For an excellent, non-technical introduction to ray-tracing, see William J. Mitchell's The Revisioned Eye, MIT (1993) chapter 7.
This is a brief tutorial/workshop which uses POV raytracings to illustrate the basic parts of perspective and orthographic representations ("projections") of 3-dimensional space. It moves from single objects to arrangements in space. POVRAY3 provides atmospheres and blurrings which can be used to indicate depth, but I have not used them here. These raytracings are thus even less naturalistic than what a camera would provide. Both camera and POV "camera" views are rigidly monocular.

The three most used methods of representing extension and location in three dimensional space are not the devices employed in the graphic at the left but oblique, orthographic, and perspective projections, where perspective means the vanishing point perspective codified by Leon Battista Alberti in the 15th century. For photographic and digitally generated imagery, the latter two schemes are the most important. Cameras make images with vanishing point perspective, and the "cameras" of ray tracing and VRML representation can be set for either orthographic or perspective rendering.

Some of these examples illustrate other points as well; just ignore the extra complexity for the moment. The term viewing plane is used here where Marr uses "frontal plane."

1. Perspective: Perspective has two cardinal traits: convergence of parallels (aka "linear perspective") and foreground exaggeration. With perspective, all parallel lines not parallel to the viewing plane converge to vanishing points, so, in other words, the number of vanishing points varies according to the angle of view. Consider the options with a rectangular solid, say a cube. If the cube is viewed dead on (i.e., with the direction of gze passing through the center of a face at right angles to it) and the face is opaque, the face occludes the other faces and all you see is a square with both pairs of parallel sides parallel to the viewing plane: hence no convergence.

1.1 Convergence to a single point. If you remain directly in front of the cube but shift the viewing point up so that some of the top is visible, those top face receding "parallel" lines will converge to a vanishing point. At left is a ray-traced image of a box frame containing a glass ball--we will be making much use of this rather nice-looking object. For now, the point is the converging edges of the top (and indeed of the checkerboard files as well): the POV ray tracer is working in default mode, which renders with perspective. The angle of view is 110 degrees, approximately that of normal human vision and much more than even a wide-angle camera lens can give. The checkerboard squares are 1x1 units on an xz plane.
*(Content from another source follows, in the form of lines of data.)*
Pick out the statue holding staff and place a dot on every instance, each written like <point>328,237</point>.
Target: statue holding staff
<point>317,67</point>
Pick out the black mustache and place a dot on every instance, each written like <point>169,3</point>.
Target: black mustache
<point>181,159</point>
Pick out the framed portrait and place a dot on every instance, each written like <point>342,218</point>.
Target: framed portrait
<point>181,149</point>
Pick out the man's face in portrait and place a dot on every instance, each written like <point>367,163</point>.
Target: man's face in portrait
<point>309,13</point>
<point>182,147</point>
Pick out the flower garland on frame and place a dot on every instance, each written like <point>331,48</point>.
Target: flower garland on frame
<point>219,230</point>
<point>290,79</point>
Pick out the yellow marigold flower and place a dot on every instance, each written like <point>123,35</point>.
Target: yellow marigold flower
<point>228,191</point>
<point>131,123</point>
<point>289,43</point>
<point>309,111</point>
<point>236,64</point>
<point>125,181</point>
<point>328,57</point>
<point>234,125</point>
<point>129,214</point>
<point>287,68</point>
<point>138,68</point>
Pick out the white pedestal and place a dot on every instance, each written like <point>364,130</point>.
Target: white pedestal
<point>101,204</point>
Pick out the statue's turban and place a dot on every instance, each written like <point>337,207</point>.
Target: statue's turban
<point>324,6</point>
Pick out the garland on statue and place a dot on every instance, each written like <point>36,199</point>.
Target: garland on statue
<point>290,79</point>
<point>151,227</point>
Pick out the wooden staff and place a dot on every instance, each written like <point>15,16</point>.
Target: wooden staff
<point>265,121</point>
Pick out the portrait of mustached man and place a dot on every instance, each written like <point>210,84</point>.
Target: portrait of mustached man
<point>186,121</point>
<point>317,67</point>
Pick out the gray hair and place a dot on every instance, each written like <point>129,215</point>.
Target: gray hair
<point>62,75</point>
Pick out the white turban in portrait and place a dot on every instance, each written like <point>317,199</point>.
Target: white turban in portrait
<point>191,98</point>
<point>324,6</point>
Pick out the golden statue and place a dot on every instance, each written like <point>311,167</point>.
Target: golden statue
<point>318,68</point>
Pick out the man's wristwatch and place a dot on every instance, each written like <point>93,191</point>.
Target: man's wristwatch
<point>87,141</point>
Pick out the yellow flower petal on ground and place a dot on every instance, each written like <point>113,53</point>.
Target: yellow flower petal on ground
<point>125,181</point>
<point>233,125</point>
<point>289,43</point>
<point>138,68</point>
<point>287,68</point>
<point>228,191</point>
1.2 Convergence to two points. What have we here? Now the front face shows convergence —the verticals will meet somewhere down below the floor. The only difference from the previous one is that the focus of view has been set on the center of the object, which tips the viewing plane so that it is no longer parallel to the front face.

Here the view point is moved to the right as well as up, but directed straight ahead, so that the viewing plane remains parallel to the front face. Both the top and the side show convergence (and a sort of stretching) but the front face remains a true square and its verticals appear parallel with the right vertical of the rear face that is visible. That is: as long as the viewing plane is vertical, all vertical lines are parallel to it and will not converge. If we turn the focus in toward the center of the ballbox, as in the next image, none of the faces are parallel and all edges converge. The stretching is peripheral distortion arising from the focus of view being directed past the ballbox. (see Parker and Deregowski, p. 105.)

1.3 Convergence to 3 points. Here none of the faces are square to the viewing plane. The two sets of sides on the top converge at opposite points on the horizon, and the verticals still join at some point beneath the checkerboard floor. There is notable foreshortening culminating in the right front upper vertex, which appears to be pointing at the viewer. This point is nearest the "camera." The floor squares are also elongated by foreshortening. Foreshortening is greater the closer you are, and when one wants to minimize foreshortening in a perspective view, the distance of the camera on the z-axis is usually increased manyfold and then compensated for by narrowing the angle of view, thus achieving a telephoto effect of "flattening." Of course, that also reduces the dramatic convergence of parallels as well. And if you really want to stop the foreshortening and converging, you can also use an orthographic projection instead of perspective.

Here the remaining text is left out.